Before I knew it, the silhouette of Whitby Abbey loomed in the distance. It's the ruin of a Benedictine Abbey, established in the seventh century.
Unfortunately, by the time I reached it, my knee was out of commission. (Didn't realize I had a knee issue!) All of the steep downward climbing on the path and perhaps in the village seemed to have done it in. When I got to the Abbey I was so miffed because of my knee that I didn't take a tour of it; I just wanted to find the nearest apothecary for a tension bandage. To add insult to my injury, from the Abbey there is a descent down at least 100 steps into town.
Lobster pots on a Whitby dock.
In spite of the knee, I did wander around Whitby. One of my aims was the Whitby Museum. It has a small fascinating collection including prehistoric fossils found in the area, Victorian bric-a-brac carved from local jet, items pertaining to Whitby's seafaring past, taxidermied local wildlife. Of course, one of the main items I wanted to see was their "Hand of Glory". Photography was not allowed, so I'm afraid I have none to show. (My camera was probably thankful for the rest.) I'm one of those people who is fascinated by the macabre, but I'm also a complete and utter wuss. I had to do my utmost to put said hand out of my mind as I tried to get to sleep that night.
Back at the Bay.
On my various walks, I found some stones and a clump of sheep's wool.
The closest I came to a fossil, was this rather interesting stone. I have no idea what it is, but it looks organic and...well...fossily.
Over the past few months, I have been very much inspired by Milly's beautiful blog: drawings from nature. She collects items from her sea-side walks in the lake district of England, and makes gorgeous coloured drawings of them. I did my thing with some pencil sketches. There is nothing like drawing an item from nature. I am reminded of a quote by artist Alan Lee which I came across somewhere - I'm afraid I forget where - in which he talks about how the act of drawing a tree (I think it was) is an act of deep reverence to the tree and to all of nature including the observer. Must look that up - it is a beautiful, beautiful quote.

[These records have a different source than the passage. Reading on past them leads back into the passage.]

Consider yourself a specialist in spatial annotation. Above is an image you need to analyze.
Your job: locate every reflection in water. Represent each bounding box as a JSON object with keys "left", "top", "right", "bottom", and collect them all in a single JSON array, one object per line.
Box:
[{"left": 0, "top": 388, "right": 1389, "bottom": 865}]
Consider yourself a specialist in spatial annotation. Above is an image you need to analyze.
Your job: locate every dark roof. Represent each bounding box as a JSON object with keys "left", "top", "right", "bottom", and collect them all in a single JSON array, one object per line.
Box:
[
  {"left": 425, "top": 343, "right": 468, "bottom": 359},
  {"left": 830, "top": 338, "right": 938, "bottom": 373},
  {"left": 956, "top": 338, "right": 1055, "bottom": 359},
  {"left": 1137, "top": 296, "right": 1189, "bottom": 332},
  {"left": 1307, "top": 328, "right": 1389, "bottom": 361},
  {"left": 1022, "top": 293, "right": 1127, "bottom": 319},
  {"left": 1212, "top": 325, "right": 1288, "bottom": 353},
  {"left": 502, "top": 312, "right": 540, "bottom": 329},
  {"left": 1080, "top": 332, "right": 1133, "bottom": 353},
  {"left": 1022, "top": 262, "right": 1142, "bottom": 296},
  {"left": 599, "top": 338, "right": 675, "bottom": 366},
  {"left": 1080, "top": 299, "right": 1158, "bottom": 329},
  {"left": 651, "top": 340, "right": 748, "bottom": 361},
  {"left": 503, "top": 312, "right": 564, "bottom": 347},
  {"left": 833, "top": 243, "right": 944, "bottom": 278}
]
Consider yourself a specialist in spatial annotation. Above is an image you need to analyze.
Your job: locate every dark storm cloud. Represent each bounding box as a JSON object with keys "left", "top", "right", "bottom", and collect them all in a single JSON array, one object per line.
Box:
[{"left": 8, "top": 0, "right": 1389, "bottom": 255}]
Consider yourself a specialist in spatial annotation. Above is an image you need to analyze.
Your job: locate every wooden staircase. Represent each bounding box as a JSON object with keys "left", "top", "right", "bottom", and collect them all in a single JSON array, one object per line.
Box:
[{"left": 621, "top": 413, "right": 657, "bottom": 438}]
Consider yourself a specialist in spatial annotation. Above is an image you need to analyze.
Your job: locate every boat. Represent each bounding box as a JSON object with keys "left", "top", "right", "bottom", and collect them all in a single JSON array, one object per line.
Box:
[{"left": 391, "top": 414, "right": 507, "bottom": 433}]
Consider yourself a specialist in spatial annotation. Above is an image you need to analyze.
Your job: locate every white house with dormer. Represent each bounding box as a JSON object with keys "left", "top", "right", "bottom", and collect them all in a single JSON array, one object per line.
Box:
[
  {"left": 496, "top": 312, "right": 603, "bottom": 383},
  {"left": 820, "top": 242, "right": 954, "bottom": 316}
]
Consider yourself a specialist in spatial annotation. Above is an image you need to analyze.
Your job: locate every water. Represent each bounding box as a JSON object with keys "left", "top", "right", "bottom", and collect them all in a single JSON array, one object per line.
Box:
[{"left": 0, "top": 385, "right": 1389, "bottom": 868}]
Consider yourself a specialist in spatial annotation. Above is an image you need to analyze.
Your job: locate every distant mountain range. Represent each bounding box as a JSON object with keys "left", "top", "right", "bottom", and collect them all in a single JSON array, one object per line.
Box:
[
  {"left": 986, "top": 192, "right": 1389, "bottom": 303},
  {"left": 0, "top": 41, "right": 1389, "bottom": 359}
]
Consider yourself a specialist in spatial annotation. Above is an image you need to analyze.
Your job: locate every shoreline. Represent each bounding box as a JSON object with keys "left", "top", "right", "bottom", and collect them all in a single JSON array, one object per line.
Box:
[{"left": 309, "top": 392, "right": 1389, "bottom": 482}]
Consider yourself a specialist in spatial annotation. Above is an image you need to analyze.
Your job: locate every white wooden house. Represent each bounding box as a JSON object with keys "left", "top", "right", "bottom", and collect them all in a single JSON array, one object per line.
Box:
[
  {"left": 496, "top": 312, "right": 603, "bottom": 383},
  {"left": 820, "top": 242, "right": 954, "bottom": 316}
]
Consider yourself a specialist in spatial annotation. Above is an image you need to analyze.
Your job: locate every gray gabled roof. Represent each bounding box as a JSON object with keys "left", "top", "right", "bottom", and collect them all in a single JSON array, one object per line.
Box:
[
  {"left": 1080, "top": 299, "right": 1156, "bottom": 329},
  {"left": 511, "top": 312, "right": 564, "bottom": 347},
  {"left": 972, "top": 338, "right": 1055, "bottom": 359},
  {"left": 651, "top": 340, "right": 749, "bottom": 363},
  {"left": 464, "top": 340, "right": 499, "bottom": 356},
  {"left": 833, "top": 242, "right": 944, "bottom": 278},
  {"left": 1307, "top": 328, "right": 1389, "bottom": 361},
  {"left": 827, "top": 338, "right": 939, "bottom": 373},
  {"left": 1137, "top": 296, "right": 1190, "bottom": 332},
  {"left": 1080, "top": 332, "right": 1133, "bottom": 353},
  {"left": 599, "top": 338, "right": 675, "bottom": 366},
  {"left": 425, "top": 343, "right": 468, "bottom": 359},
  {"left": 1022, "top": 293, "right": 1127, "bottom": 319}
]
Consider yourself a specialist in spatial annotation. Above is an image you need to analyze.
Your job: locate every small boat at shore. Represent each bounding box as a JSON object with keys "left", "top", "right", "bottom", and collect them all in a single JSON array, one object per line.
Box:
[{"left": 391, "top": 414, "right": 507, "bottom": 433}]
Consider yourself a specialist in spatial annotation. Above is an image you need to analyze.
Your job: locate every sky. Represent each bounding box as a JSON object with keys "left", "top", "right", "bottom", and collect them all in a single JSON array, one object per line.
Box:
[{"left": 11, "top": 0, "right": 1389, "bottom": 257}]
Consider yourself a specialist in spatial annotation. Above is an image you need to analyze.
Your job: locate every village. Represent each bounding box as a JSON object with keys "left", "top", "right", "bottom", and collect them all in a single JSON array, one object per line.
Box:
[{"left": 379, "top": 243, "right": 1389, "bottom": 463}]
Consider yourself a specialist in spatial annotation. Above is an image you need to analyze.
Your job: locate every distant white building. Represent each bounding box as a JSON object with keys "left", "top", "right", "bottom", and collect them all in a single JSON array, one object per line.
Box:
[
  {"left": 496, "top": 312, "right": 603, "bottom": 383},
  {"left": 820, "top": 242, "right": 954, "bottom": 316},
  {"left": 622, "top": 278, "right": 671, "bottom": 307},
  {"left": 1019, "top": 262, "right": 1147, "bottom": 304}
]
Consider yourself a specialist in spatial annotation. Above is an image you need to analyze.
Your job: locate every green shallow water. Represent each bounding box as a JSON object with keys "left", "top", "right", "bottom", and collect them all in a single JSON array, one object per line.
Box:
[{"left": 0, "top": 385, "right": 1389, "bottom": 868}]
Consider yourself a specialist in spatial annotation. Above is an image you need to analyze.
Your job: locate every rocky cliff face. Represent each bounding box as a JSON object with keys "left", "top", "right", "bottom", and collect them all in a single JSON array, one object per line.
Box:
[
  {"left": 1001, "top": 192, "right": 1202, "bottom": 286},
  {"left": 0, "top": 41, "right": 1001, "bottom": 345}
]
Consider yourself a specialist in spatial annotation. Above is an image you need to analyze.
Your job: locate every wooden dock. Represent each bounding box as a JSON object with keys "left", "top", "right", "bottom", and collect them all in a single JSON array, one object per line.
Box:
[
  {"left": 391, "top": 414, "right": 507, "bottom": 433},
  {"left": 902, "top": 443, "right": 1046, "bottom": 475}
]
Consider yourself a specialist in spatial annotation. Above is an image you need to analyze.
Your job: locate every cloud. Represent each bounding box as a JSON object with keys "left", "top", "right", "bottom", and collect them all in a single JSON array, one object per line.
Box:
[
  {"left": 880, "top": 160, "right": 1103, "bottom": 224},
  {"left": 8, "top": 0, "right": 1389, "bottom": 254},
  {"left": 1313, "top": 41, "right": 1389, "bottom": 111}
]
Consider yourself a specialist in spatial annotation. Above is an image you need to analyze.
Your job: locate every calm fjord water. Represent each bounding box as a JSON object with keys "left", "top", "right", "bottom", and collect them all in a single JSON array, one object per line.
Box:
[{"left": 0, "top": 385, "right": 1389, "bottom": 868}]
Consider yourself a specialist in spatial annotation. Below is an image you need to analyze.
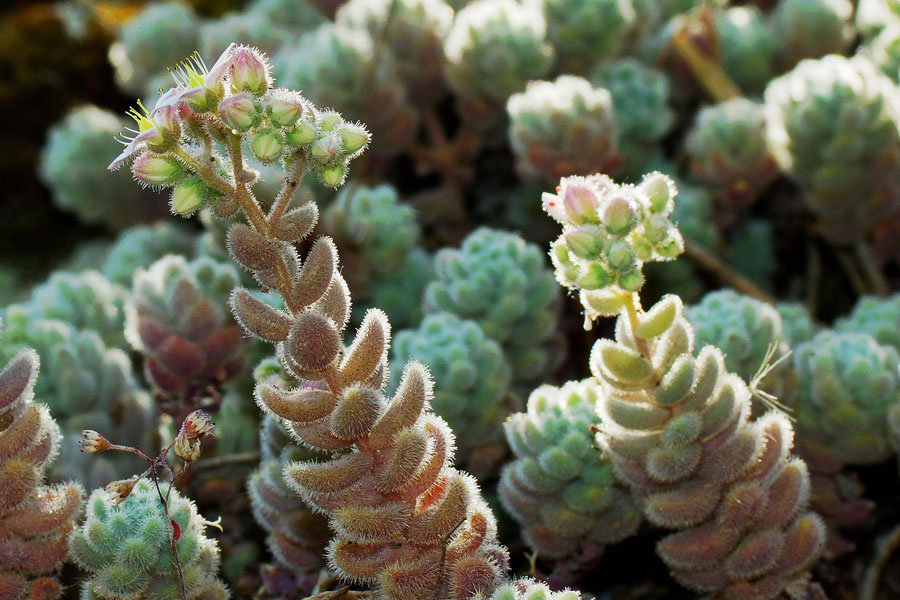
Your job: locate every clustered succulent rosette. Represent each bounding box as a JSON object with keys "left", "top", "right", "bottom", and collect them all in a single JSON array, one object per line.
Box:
[
  {"left": 834, "top": 294, "right": 900, "bottom": 352},
  {"left": 273, "top": 23, "right": 418, "bottom": 161},
  {"left": 69, "top": 479, "right": 230, "bottom": 600},
  {"left": 715, "top": 4, "right": 778, "bottom": 94},
  {"left": 0, "top": 342, "right": 83, "bottom": 600},
  {"left": 592, "top": 58, "right": 675, "bottom": 177},
  {"left": 684, "top": 290, "right": 790, "bottom": 398},
  {"left": 772, "top": 0, "right": 856, "bottom": 69},
  {"left": 390, "top": 312, "right": 512, "bottom": 477},
  {"left": 765, "top": 56, "right": 900, "bottom": 243},
  {"left": 334, "top": 0, "right": 453, "bottom": 103},
  {"left": 542, "top": 173, "right": 684, "bottom": 326},
  {"left": 0, "top": 306, "right": 155, "bottom": 485},
  {"left": 506, "top": 75, "right": 621, "bottom": 181},
  {"left": 685, "top": 98, "right": 778, "bottom": 212},
  {"left": 126, "top": 255, "right": 244, "bottom": 414},
  {"left": 444, "top": 0, "right": 553, "bottom": 131},
  {"left": 498, "top": 379, "right": 641, "bottom": 583},
  {"left": 38, "top": 105, "right": 163, "bottom": 229},
  {"left": 424, "top": 227, "right": 563, "bottom": 384},
  {"left": 538, "top": 0, "right": 636, "bottom": 75}
]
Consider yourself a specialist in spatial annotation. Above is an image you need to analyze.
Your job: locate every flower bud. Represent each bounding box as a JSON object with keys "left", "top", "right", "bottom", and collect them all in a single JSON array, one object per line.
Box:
[
  {"left": 105, "top": 479, "right": 138, "bottom": 506},
  {"left": 78, "top": 429, "right": 112, "bottom": 454},
  {"left": 319, "top": 163, "right": 347, "bottom": 188},
  {"left": 170, "top": 175, "right": 210, "bottom": 215},
  {"left": 250, "top": 129, "right": 282, "bottom": 164},
  {"left": 338, "top": 123, "right": 371, "bottom": 156},
  {"left": 576, "top": 263, "right": 609, "bottom": 290},
  {"left": 131, "top": 152, "right": 184, "bottom": 186},
  {"left": 267, "top": 90, "right": 304, "bottom": 127},
  {"left": 228, "top": 46, "right": 272, "bottom": 96},
  {"left": 563, "top": 225, "right": 603, "bottom": 260},
  {"left": 284, "top": 121, "right": 318, "bottom": 148},
  {"left": 606, "top": 242, "right": 634, "bottom": 271},
  {"left": 602, "top": 196, "right": 635, "bottom": 235},
  {"left": 219, "top": 93, "right": 260, "bottom": 132},
  {"left": 562, "top": 180, "right": 599, "bottom": 224}
]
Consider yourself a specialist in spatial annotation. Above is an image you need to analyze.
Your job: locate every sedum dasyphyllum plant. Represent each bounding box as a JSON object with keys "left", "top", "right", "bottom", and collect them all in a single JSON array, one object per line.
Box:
[
  {"left": 110, "top": 46, "right": 507, "bottom": 599},
  {"left": 543, "top": 173, "right": 825, "bottom": 600}
]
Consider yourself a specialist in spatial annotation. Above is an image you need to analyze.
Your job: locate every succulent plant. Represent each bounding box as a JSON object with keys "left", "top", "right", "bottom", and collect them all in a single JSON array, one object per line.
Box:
[
  {"left": 322, "top": 184, "right": 421, "bottom": 296},
  {"left": 38, "top": 105, "right": 162, "bottom": 229},
  {"left": 765, "top": 56, "right": 900, "bottom": 243},
  {"left": 498, "top": 379, "right": 641, "bottom": 582},
  {"left": 425, "top": 227, "right": 562, "bottom": 383},
  {"left": 109, "top": 1, "right": 200, "bottom": 95},
  {"left": 273, "top": 23, "right": 418, "bottom": 156},
  {"left": 335, "top": 0, "right": 453, "bottom": 104},
  {"left": 390, "top": 312, "right": 512, "bottom": 468},
  {"left": 0, "top": 306, "right": 155, "bottom": 485},
  {"left": 470, "top": 579, "right": 581, "bottom": 600},
  {"left": 69, "top": 479, "right": 229, "bottom": 600},
  {"left": 506, "top": 75, "right": 621, "bottom": 182},
  {"left": 540, "top": 0, "right": 636, "bottom": 75},
  {"left": 247, "top": 415, "right": 330, "bottom": 593},
  {"left": 23, "top": 271, "right": 128, "bottom": 348},
  {"left": 444, "top": 0, "right": 553, "bottom": 132},
  {"left": 715, "top": 4, "right": 778, "bottom": 94},
  {"left": 592, "top": 58, "right": 675, "bottom": 177},
  {"left": 0, "top": 350, "right": 83, "bottom": 600},
  {"left": 126, "top": 256, "right": 244, "bottom": 414},
  {"left": 775, "top": 302, "right": 819, "bottom": 348},
  {"left": 685, "top": 98, "right": 778, "bottom": 212},
  {"left": 772, "top": 0, "right": 856, "bottom": 69},
  {"left": 794, "top": 331, "right": 900, "bottom": 466},
  {"left": 101, "top": 221, "right": 195, "bottom": 289},
  {"left": 834, "top": 294, "right": 900, "bottom": 352}
]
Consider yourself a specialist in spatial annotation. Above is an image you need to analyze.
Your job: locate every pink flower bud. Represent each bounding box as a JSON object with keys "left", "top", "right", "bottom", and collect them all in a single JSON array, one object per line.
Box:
[
  {"left": 228, "top": 46, "right": 272, "bottom": 96},
  {"left": 78, "top": 429, "right": 112, "bottom": 453},
  {"left": 219, "top": 92, "right": 259, "bottom": 132},
  {"left": 131, "top": 152, "right": 184, "bottom": 186}
]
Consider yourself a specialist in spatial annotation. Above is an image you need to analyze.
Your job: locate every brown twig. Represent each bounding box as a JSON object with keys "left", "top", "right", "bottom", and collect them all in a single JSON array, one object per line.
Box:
[{"left": 684, "top": 238, "right": 777, "bottom": 304}]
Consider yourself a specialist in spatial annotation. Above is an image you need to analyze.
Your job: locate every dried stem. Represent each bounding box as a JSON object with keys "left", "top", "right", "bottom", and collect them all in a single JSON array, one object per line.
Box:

And when I wasn't out walking along the coast, or trolling the beaches; I trolled the three second hand bookstores in town. To my delight, they sold copies of Agatha Christie mysteries very cheaply. They are the old "Fontana" editions which I love the feel of and the cover art of. I read this stack in the evenings. Nothing like murder to get your mind off a Hand of Glory skittering its way across the floorboards.
Theodora Goss, on her wonderfully inspiring writing blog wrote about Agatha Christie a while ago. I remember smiling as I read it, as I also enjoy Ms. Christie's books, no matter how outmoded they might be. (There are also, unfortunately, moments of racism and classism in some of her books which a reader must, if they wish to get to what's good in the books, ignore.) Her plots are usually admirably tight, her wit sharp, and her observations of human nature so cutting and spot-on that I often find myself mentally nodding in agreement. Here's one of my favourite covers. It's from "Sparkling Cyanide" and features a lady's handbag, a class of Champagne, and a dose of cyanide. Elegant and lethal.
And, as I promised myself, I did a bit of writing of my own. Here's the photo to prove it.
Well, not that that actually looks like writing, but it was. Really. I needed to get an overview of the chapters and scenes of my manuscript - which is closer to being done, but not quite finished yet.
I had a lovely time away. Away from the distractions of day to day life. A real retreat. I find I need solitude fairly regularly in order to...to what?...I think it's to allow myself to listen to the quietest voices within. This was the luxury version of it for me for which I am grateful.
Now, I need to take a bit of time each day to reflect on the trip and allow the impressions to filter through and - with luck - make their way into my work. Not something which can be forced, but something which I want to try to think about now that I'm back in the rhythm of the day to day.
It is good to be back, though I do miss the sound of the waves and of the gulls keening overhead.